L'autorité britannique de régulation de la concurrence (CMA) a dévoilé un ensemble de propositions visant à mettre fin à ce qu'elle qualifie de « duopole effectif » exercé par Apple et Google sur le marché des magasins d'applications mobiles. Selon le régulateur, le contrôle quasi total des deux firmes sur la distribution des applications empêche l'émergence de boutiques alternatives et freine l'innovation.
Le projet prévoit d'obliger Apple et Google à autoriser l'installation d'applications depuis d'autres sources que leurs propres plateformes officielles – un mécanisme souvent désigné sous le terme de « sideloading ». Les développeurs pourraient ainsi distribuer leurs logiciels sans passer par l'App Store ou le Google Play Store, et surtout sans s'acquitter des commissions pouvant atteindre 30 % sur les achats intégrés.
La CMA estime que cette commission, jugée excessive par de nombreux éditeurs, limite la capacité des petits développeurs à rivaliser avec les grandes entreprises. En ouvrant la porte à des magasins concurrents, l'organisme entend faire baisser les coûts et stimuler la diversité des applications proposées aux consommateurs.
Des mesures qui s'inspirent de précédents européens
Cette initiative britannique s'inscrit dans un mouvement plus large de durcissement réglementaire à l'égard des grandes plateformes numériques. L'Union européenne a déjà adopté le règlement sur les marchés numériques (DMA), qui impose des règles similaires aux « contrôleurs d'accès » identifiés, dont Apple et Google font partie. Le Royaume-Uni, bien que sorti de l'UE, suit une trajectoire comparable avec sa propre législation sur la concurrence numérique.

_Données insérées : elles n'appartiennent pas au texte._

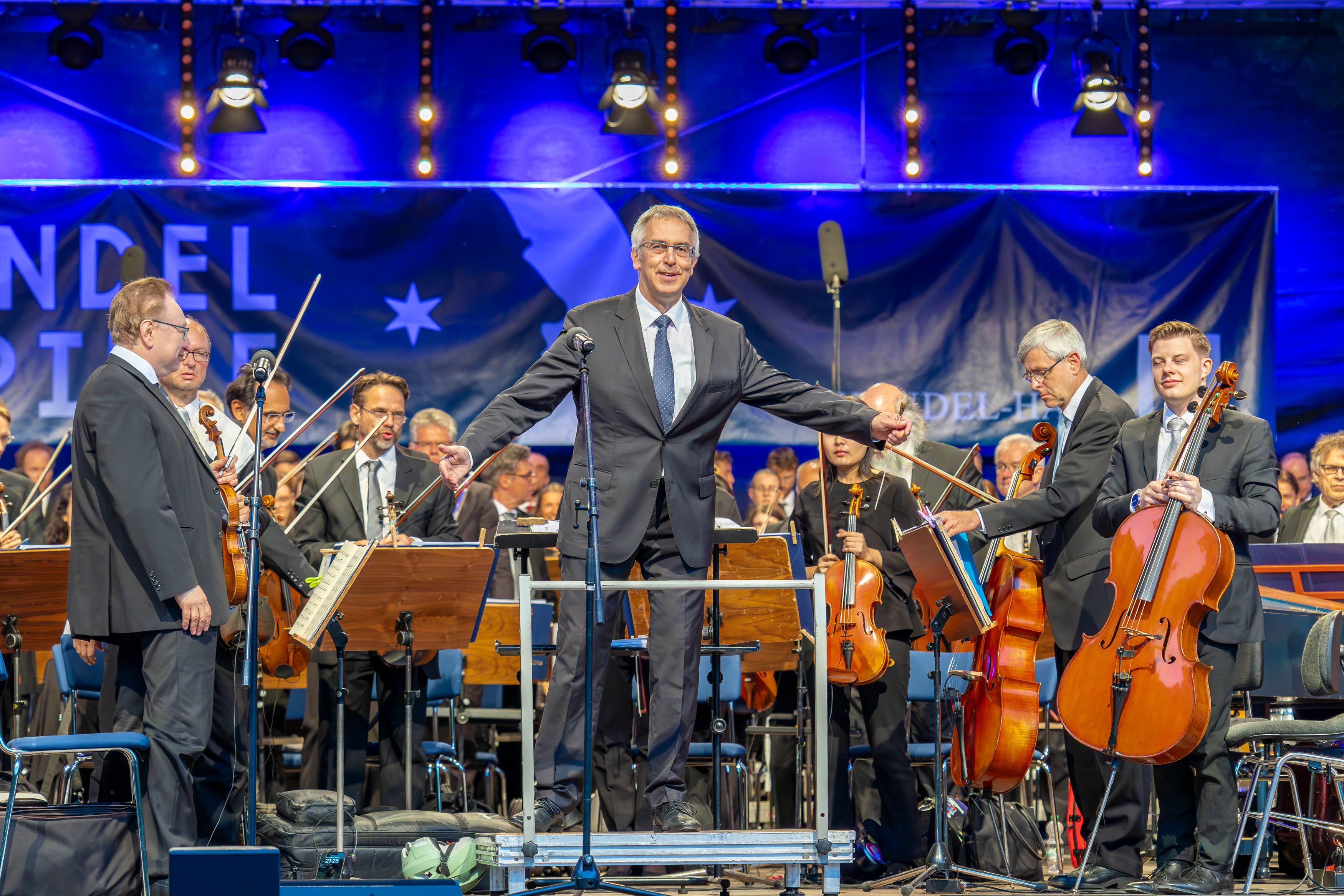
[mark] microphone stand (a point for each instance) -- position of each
(586, 875)
(250, 679)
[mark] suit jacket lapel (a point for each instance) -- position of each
(631, 335)
(703, 343)
(163, 399)
(1151, 433)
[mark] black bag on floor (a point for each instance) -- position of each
(304, 826)
(77, 850)
(986, 832)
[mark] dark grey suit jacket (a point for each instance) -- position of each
(629, 445)
(1238, 467)
(17, 488)
(339, 513)
(1076, 556)
(1292, 528)
(146, 511)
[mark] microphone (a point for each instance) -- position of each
(835, 267)
(263, 364)
(578, 339)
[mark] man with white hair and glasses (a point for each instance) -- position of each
(1077, 561)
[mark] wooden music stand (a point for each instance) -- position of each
(33, 604)
(428, 598)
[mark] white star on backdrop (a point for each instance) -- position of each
(413, 313)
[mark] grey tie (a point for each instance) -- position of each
(373, 527)
(1175, 426)
(664, 381)
(1332, 527)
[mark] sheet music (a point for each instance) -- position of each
(326, 598)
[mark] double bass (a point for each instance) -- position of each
(996, 733)
(236, 571)
(857, 649)
(1137, 690)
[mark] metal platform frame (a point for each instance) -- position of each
(513, 855)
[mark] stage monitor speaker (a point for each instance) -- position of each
(223, 871)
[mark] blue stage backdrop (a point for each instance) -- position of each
(462, 289)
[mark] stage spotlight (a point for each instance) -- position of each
(1101, 99)
(1022, 48)
(791, 48)
(234, 94)
(548, 46)
(307, 45)
(74, 42)
(629, 96)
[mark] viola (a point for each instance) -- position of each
(995, 733)
(283, 656)
(1136, 690)
(236, 571)
(857, 649)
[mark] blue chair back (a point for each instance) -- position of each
(730, 667)
(922, 688)
(1048, 674)
(449, 683)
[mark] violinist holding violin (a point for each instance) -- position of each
(1234, 485)
(849, 464)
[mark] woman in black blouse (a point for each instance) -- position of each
(884, 702)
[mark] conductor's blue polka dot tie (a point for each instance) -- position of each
(664, 381)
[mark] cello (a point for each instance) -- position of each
(996, 733)
(1136, 690)
(236, 571)
(857, 651)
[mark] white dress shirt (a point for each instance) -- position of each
(1166, 442)
(1316, 528)
(386, 479)
(679, 342)
(139, 363)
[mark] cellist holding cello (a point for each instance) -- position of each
(823, 523)
(1076, 562)
(1234, 487)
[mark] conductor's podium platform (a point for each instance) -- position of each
(790, 848)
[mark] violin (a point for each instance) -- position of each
(236, 571)
(995, 723)
(857, 651)
(283, 656)
(1136, 690)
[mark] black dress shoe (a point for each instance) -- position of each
(1096, 878)
(675, 817)
(1198, 880)
(545, 813)
(1166, 872)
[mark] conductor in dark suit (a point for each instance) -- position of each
(351, 510)
(1077, 561)
(146, 569)
(666, 377)
(1236, 485)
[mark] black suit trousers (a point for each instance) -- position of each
(1124, 826)
(1199, 792)
(166, 687)
(675, 623)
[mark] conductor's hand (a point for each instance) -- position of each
(225, 470)
(890, 428)
(455, 465)
(1152, 496)
(86, 649)
(195, 610)
(957, 522)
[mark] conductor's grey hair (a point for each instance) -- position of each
(654, 213)
(1057, 339)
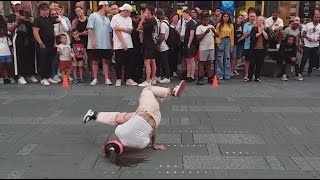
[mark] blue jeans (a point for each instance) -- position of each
(223, 62)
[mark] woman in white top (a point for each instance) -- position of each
(135, 129)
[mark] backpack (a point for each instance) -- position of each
(173, 40)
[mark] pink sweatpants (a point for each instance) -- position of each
(147, 103)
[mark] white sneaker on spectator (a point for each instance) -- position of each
(45, 82)
(22, 81)
(284, 77)
(118, 82)
(299, 77)
(165, 80)
(175, 74)
(108, 82)
(33, 79)
(56, 78)
(131, 82)
(94, 82)
(50, 80)
(144, 84)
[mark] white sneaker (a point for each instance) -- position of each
(57, 79)
(50, 80)
(284, 77)
(165, 80)
(22, 81)
(299, 77)
(177, 91)
(94, 82)
(108, 82)
(131, 82)
(33, 79)
(175, 74)
(45, 82)
(89, 116)
(118, 83)
(144, 84)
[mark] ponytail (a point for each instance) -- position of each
(112, 151)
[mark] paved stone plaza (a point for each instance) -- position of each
(237, 130)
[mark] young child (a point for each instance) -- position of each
(78, 47)
(288, 55)
(65, 54)
(5, 58)
(135, 129)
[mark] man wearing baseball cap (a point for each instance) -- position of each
(99, 41)
(122, 44)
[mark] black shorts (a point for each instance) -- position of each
(189, 53)
(149, 52)
(246, 54)
(99, 54)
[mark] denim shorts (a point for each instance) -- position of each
(5, 59)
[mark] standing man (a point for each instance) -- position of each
(149, 25)
(311, 37)
(122, 28)
(99, 41)
(276, 25)
(246, 34)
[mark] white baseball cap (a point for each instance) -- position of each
(126, 7)
(15, 2)
(103, 3)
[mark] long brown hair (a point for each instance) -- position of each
(112, 151)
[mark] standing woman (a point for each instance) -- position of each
(239, 42)
(174, 54)
(225, 44)
(80, 23)
(259, 36)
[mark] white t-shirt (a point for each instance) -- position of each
(270, 23)
(207, 43)
(314, 33)
(164, 29)
(119, 21)
(65, 49)
(4, 46)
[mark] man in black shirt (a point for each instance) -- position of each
(189, 47)
(149, 26)
(43, 31)
(288, 53)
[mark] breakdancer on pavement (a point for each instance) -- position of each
(135, 129)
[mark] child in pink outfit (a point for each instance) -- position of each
(134, 129)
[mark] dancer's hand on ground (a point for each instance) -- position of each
(158, 147)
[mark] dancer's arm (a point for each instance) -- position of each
(153, 141)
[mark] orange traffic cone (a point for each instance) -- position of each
(215, 81)
(65, 82)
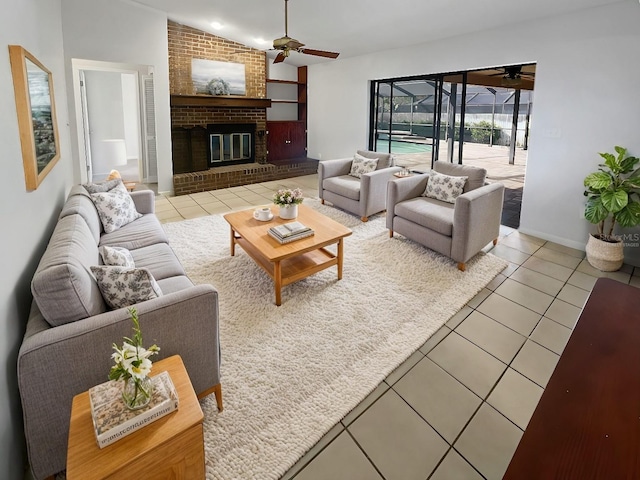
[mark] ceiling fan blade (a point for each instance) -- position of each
(294, 44)
(318, 53)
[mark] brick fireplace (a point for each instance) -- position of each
(194, 117)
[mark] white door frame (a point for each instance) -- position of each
(77, 67)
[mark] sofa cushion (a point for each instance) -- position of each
(122, 286)
(175, 284)
(79, 202)
(385, 160)
(444, 187)
(475, 176)
(102, 186)
(115, 207)
(142, 232)
(63, 287)
(116, 256)
(429, 213)
(361, 165)
(159, 259)
(344, 185)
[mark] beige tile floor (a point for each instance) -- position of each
(457, 408)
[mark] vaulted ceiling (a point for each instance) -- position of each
(356, 27)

Les propositions de la CMA interviennent alors que plusieurs procédures sont en cours des deux côtés de l'Atlantique contre les pratiques des deux géants. Aux États-Unis, le ministère de la Justice a engagé des poursuites contre Apple pour abus de position dominante, tandis que Google fait face à de multiples actions antitrust.
Une opposition attendue des géants californiens
Apple et Google n'ont pas encore réagi officiellement aux annonces de la CMA, mais leur opposition est considérée comme certaine. Les deux entreprises défendent régulièrement leur modèle en arguant que le contrôle strict des applications garantit la sécurité des utilisateurs et la protection de leurs données personnelles. Elles soulignent également que leurs commissions financent le développement des plateformes et les outils mis à disposition des développeurs.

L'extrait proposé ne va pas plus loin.